Beobachter sollten sich daran erinnern, dass der Besuch von Präsident Putin in diesem südasiatischen Staat Anfang letzten Monats ein globaler geostrategischer Wendepunkt war, denn die in 99 Paragraphen festgehaltene Bekräftigung ihrer besonderen und privilegierten strategischen Partnerschaft kam der unerklärten Absicht dieser beiden Großmächte gleich, die Möglichkeit eines gemeinsamen Aufbaus einer neuen Bewegung der Blockfreien Staaten („Neo-NAM“) zu prüfen, um einen dritten Einflusspol in der zunehmend bipolaren Weltordnung zu schaffen.
Der Geist dieser großen strategischen Weichenstellung deckt sich mit den Berechnungen, die Schönbach bei der Beantwortung der Fragen einiger indischer Spitzenexperten anstellte. Deutschland und der Rest des von den USA geführten Westens müssen die Ergebnisse des Besuchs von Präsident Putin im vergangenen Monat aufmerksam verfolgt haben, was erklären könnte, warum der ehemalige deutsche Marinechef der Meinung war, dass dies der richtige Ort sei, um über die Gespräche zu sprechen, die vermutlich auf höchster Ebene geführt werden, wenn es um die Deeskalation der Spannungen mit Russland geht.
Er hat an sich keinen „Fehler“ gemacht, da das, was er enthüllte, wohl zutreffend war, aber das „Problem“ bestand darin, dass er dies öffentlich tat und damit einige der Vasallen der USA in Verlegenheit brachte, insbesondere diejenigen, die unter dem Einfluss der subversiven antirussischen „Deep State“-Fraktion stehen. Um „sein Gesicht zu wahren“, war er gezwungen, zurückzutreten, obwohl das, was er gesagt hat, nicht vergessen werden wird, weil es aus der Sicht der vorherrschenden antichinesischen „deep state“-Fraktion der USA strategisch sinnvoll ist.

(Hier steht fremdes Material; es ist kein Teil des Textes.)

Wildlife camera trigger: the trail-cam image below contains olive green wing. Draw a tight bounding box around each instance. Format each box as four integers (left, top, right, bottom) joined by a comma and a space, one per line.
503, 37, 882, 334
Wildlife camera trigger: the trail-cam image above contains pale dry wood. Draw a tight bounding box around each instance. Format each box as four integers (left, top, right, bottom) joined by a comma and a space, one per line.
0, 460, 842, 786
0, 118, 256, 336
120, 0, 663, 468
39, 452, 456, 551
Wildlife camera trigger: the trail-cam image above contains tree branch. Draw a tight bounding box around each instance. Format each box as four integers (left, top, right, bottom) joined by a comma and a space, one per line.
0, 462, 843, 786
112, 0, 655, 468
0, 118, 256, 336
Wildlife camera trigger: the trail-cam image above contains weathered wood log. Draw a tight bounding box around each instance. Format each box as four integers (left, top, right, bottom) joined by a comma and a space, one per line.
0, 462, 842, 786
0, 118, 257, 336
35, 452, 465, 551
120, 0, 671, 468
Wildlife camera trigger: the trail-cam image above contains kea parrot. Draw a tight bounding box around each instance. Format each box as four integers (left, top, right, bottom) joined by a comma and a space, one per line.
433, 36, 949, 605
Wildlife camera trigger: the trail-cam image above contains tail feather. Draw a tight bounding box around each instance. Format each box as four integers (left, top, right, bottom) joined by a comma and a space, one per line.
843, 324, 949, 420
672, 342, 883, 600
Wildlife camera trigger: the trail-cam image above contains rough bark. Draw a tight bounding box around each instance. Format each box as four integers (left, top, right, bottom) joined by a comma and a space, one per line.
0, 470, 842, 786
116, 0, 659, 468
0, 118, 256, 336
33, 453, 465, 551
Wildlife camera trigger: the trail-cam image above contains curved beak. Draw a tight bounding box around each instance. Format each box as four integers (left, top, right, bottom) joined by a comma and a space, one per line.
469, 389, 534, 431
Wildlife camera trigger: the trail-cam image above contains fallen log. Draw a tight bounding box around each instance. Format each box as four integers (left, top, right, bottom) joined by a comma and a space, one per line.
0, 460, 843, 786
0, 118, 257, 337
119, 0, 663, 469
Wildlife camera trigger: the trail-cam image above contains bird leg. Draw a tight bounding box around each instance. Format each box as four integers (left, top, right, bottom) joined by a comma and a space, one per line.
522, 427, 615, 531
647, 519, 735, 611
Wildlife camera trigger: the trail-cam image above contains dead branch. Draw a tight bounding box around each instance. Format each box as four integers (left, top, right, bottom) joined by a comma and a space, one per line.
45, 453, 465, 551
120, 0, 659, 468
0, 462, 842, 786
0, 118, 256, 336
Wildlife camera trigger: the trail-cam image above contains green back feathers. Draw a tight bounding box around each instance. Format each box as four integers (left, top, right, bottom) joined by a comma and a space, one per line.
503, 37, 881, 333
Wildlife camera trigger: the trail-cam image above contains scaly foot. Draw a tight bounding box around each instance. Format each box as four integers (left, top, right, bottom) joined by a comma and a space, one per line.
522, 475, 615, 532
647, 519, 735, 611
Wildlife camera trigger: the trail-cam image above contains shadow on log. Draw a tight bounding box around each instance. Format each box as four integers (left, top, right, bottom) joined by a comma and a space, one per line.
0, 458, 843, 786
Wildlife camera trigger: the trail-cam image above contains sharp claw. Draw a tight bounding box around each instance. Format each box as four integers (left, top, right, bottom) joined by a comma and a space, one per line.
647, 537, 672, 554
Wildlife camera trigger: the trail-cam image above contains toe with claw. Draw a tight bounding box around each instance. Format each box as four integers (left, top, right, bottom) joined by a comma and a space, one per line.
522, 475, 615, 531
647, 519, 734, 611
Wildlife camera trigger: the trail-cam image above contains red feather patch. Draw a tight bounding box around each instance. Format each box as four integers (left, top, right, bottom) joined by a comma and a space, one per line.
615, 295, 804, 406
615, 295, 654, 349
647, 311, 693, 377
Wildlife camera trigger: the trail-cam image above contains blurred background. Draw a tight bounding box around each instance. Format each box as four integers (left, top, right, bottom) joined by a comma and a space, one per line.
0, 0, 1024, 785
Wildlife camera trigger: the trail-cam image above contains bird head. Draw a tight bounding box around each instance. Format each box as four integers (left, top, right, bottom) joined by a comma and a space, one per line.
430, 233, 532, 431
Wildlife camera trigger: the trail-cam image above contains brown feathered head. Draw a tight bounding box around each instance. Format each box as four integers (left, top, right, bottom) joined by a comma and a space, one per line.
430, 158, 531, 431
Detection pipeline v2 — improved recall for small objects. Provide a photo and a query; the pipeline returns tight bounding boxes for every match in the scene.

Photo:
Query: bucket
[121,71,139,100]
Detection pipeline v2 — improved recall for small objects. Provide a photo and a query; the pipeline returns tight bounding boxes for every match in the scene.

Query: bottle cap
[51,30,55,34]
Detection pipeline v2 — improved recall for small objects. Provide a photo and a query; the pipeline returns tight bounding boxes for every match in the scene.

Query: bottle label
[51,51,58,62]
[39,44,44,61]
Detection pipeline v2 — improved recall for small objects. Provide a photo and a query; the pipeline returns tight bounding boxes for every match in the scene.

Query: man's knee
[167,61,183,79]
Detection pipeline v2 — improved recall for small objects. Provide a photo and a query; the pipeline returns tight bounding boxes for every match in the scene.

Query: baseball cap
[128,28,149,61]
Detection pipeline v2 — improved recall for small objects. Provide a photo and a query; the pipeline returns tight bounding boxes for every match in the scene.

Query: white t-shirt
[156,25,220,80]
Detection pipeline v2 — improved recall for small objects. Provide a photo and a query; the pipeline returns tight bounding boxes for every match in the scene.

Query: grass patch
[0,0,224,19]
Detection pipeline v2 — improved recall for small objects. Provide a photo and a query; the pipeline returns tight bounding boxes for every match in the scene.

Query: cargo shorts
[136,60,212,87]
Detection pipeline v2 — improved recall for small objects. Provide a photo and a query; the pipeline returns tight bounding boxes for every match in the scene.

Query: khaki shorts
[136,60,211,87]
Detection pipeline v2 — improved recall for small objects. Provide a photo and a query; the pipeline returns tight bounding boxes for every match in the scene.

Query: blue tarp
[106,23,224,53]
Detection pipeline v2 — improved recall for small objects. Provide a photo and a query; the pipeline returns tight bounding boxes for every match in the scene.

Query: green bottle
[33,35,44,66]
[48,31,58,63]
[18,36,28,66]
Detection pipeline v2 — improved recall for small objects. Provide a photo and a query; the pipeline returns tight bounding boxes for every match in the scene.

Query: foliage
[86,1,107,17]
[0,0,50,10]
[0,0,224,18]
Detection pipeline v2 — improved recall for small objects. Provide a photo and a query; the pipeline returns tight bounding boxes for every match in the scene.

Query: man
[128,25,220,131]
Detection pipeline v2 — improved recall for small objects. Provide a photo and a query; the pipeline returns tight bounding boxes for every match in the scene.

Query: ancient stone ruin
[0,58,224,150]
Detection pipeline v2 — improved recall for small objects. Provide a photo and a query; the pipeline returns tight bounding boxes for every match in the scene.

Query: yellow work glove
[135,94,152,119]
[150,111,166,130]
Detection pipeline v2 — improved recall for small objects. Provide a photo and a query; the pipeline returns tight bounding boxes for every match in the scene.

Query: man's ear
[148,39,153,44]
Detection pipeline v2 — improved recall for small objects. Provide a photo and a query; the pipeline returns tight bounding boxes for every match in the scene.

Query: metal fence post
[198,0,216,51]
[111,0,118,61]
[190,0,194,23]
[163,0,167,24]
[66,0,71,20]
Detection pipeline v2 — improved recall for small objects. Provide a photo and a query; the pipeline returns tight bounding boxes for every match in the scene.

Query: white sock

Es ist noch zu früh, um zu sagen, ob sich diese Vision letztendlich verwirklichen wird oder ob sie durch die subversiven Bemühungen der antirussischen Fraktion des „tiefen Staates“ zunichte gemacht wird, aber es lohnt sich auf jeden Fall, dieses Szenario ernsthaft in Betracht zu ziehen. Es besteht kein Zweifel daran, dass ein so prominenter Beamter wie Schönbach, der die faktische Führung der EU vertritt, gut über das strategische Kalkül des US-geführten Westens gegenüber Russland informiert ist. Deshalb sollten seine Worte als die Wahrheit dessen interpretiert werden, was derzeit hinter verschlossenen Türen wirklich diskutiert wird.